OLE’s primary jurisdiction, highlighted in orange, includes more than 3 million square miles of ocean and more than 95,000 miles of U.S.coastline.

NOAA’s Office of Law Enforcement (OLE) agents and officers are responsible for enforcing more than 30 federal statues and numerous international treaties over an area twice the size of Texas. NOAA support personnel at the regional, divisional, and national level provide the support for field staff to help narrow their patrols to ensure an effective use of resources.
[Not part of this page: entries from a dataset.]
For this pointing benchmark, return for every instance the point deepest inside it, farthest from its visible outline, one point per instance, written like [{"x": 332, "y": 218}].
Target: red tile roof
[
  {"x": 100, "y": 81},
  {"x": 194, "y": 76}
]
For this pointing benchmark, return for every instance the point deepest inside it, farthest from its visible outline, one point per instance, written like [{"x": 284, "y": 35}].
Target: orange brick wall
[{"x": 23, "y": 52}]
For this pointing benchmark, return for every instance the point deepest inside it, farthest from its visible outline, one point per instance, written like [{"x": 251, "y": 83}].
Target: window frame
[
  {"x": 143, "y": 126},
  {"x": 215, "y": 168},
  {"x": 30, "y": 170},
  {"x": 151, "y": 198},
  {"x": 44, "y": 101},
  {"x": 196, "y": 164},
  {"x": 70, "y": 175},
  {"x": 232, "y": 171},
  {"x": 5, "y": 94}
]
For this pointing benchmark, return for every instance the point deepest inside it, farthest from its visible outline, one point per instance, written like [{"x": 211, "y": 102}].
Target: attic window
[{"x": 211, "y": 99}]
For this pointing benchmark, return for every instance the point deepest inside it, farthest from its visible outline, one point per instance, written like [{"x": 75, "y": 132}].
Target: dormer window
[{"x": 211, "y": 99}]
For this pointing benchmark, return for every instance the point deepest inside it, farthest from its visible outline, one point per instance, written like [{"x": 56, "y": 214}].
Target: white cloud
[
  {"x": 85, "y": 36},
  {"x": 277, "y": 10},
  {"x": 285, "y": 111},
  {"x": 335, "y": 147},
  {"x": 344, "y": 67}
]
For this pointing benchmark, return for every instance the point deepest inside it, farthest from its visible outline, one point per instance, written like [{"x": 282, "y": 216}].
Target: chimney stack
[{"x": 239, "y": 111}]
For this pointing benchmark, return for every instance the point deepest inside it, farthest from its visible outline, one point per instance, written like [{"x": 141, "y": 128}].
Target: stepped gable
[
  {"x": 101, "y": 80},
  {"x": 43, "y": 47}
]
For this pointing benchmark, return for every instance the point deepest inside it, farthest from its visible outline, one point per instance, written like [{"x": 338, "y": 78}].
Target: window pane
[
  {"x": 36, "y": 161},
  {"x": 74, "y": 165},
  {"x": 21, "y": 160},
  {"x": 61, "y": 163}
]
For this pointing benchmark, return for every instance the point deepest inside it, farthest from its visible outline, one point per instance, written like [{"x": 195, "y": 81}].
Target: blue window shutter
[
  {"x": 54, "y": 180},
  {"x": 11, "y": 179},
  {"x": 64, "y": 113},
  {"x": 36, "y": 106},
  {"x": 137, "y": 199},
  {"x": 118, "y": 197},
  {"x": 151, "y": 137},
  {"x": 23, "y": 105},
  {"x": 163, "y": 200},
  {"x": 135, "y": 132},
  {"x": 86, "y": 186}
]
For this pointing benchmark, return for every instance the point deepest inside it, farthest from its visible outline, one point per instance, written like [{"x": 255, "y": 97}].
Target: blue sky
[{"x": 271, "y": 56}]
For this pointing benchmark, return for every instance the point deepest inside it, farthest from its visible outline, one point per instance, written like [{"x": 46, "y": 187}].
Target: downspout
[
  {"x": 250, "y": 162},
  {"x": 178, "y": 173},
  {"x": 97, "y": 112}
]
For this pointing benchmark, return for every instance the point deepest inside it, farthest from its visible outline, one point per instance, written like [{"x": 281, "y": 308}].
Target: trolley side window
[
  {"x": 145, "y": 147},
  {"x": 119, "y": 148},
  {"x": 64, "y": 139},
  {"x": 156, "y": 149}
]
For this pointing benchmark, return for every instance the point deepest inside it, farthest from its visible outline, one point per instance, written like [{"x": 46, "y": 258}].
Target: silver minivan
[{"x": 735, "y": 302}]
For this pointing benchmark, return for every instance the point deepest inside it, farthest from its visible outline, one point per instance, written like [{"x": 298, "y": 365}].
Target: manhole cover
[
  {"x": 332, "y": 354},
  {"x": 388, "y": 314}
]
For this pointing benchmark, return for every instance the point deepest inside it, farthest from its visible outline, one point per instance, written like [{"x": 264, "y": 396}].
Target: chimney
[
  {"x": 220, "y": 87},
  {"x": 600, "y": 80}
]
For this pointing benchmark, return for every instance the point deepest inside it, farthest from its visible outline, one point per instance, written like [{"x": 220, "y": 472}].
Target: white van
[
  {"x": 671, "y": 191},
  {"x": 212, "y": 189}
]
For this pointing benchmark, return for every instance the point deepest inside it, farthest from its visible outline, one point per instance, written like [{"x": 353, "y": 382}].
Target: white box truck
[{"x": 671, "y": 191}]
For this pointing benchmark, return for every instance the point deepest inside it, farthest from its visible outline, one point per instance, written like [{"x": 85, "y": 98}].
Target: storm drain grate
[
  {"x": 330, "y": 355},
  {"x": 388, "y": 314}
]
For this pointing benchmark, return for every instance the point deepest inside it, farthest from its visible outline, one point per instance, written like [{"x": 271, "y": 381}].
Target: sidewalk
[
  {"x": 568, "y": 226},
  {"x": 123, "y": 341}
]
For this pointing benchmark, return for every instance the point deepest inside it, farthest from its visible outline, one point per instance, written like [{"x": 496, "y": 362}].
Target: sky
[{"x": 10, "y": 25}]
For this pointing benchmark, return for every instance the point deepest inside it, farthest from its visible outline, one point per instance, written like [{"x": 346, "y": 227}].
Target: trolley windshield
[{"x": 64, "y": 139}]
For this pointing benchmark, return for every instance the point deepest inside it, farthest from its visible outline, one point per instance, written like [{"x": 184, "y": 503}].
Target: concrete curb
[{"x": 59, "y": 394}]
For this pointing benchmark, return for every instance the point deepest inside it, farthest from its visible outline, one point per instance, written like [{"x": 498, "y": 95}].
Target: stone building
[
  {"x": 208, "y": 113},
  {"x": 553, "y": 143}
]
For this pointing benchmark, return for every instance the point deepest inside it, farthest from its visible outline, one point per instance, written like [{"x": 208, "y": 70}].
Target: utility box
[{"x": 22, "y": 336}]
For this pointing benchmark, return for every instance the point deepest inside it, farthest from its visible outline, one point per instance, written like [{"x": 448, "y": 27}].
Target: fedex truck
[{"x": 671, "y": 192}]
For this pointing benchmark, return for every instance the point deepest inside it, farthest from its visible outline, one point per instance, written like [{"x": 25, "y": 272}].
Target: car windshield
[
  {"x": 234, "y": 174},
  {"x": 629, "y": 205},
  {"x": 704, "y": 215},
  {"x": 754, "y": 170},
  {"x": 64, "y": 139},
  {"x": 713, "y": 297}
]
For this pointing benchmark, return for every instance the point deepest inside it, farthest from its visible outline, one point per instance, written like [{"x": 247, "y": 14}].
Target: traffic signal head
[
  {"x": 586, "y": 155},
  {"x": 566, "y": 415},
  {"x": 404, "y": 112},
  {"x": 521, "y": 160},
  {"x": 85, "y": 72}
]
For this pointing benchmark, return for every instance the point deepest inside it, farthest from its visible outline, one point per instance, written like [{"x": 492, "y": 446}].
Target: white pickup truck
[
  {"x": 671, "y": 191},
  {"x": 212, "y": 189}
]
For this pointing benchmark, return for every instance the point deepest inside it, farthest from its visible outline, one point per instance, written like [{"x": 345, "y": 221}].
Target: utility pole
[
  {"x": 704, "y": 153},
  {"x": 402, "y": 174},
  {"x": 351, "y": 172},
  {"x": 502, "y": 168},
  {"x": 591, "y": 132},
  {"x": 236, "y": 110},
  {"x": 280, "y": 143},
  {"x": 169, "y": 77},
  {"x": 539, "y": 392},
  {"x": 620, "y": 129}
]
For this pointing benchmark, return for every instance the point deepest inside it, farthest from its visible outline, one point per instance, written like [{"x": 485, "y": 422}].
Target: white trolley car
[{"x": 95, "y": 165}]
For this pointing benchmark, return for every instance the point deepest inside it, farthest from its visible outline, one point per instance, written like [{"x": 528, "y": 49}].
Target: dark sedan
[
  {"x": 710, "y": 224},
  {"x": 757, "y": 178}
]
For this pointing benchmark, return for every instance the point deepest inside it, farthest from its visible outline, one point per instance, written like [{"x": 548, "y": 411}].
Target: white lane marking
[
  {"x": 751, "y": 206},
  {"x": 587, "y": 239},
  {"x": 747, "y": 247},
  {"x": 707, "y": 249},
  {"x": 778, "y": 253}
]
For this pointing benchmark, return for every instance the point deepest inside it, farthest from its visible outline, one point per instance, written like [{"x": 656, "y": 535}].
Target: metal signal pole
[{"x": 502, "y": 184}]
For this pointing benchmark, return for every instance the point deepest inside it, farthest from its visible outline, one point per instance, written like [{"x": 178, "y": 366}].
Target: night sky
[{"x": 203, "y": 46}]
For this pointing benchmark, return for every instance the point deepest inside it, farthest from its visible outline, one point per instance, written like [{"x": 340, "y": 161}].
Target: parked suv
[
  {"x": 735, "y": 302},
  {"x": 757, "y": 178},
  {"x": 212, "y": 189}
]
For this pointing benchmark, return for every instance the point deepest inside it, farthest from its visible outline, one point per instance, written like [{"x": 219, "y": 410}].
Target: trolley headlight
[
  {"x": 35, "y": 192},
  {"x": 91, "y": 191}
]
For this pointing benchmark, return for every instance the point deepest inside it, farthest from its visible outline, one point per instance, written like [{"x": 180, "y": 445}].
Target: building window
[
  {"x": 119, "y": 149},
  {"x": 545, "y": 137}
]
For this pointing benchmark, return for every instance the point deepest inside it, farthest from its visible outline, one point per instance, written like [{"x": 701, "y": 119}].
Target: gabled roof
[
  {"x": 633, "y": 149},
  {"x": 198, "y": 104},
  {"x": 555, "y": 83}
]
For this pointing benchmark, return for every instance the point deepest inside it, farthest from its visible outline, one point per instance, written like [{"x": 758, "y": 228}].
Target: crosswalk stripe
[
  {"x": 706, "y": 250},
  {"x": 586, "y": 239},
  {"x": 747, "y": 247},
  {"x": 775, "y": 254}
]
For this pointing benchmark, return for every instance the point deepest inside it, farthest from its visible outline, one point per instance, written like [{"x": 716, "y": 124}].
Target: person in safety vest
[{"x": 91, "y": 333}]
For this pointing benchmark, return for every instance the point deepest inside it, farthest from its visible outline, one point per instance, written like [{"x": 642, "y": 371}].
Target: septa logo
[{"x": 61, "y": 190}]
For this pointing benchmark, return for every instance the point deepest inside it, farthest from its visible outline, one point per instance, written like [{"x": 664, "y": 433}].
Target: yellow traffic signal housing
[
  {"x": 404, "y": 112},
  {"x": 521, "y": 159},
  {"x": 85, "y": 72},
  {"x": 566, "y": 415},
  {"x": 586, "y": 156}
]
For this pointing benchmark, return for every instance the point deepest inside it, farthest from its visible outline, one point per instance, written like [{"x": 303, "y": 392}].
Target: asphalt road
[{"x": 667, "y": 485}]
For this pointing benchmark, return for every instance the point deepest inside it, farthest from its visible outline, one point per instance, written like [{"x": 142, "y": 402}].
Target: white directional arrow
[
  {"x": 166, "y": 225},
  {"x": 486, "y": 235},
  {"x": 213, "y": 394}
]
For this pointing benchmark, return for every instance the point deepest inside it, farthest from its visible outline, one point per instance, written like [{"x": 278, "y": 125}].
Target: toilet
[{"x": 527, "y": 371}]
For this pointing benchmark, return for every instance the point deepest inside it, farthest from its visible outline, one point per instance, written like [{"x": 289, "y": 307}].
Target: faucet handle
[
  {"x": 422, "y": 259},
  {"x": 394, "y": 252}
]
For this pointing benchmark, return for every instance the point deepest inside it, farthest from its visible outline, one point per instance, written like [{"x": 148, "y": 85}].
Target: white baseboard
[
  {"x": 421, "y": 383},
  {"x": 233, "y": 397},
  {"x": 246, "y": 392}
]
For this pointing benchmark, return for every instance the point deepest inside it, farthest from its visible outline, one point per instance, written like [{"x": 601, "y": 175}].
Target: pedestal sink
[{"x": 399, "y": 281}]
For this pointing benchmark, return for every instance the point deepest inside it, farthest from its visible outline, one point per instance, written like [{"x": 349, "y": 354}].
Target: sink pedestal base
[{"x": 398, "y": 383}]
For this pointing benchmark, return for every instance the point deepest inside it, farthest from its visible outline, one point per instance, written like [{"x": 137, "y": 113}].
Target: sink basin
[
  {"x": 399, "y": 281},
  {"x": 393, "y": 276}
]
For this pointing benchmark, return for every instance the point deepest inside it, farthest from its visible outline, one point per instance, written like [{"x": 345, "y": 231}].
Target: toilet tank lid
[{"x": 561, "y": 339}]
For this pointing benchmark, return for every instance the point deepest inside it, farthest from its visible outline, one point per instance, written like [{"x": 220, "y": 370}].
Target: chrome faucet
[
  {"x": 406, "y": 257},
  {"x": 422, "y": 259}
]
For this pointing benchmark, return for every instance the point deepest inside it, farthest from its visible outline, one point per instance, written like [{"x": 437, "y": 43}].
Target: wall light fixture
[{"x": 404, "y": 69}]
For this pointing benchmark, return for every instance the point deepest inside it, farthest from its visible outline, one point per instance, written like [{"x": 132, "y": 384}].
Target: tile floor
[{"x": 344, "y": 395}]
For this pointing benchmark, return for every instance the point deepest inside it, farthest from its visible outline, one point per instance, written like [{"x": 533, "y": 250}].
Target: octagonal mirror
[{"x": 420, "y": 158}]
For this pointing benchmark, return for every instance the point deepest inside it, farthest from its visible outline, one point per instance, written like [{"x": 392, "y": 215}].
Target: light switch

The technological sophistication of the modern fisherman is incredible, which demands that law enforcement personnel be supported by equally sophisticated technology to ensure regulations and laws are being adhered to while at sea.

Vessel Monitoring System

In 1988, OLE successfully embarked on its satellite-based Vessel Monitoring System (VMS) to locate high-seas driftnet fishing vessels and monitor compliance with area restrictions in the North Pacific Ocean. VMS allows OLE to use 21st century technologies to monitor compliance, track down violators, and provide evidence for prosecutions while maintaining the confidentiality of the individual fisherman’s trade secrets.

By monitoring transmissions from VMS-equipped vessels, technicians in five OLE divisions help enforcement personnel focus their patrol time on areas with the highest potential for significant violations. The techs are often the first to identify many types of non-compliance and to detect offenses that could lead to OLE or the U.S. Coast Guard boarding non-compliant vessels, and even a final prosecution.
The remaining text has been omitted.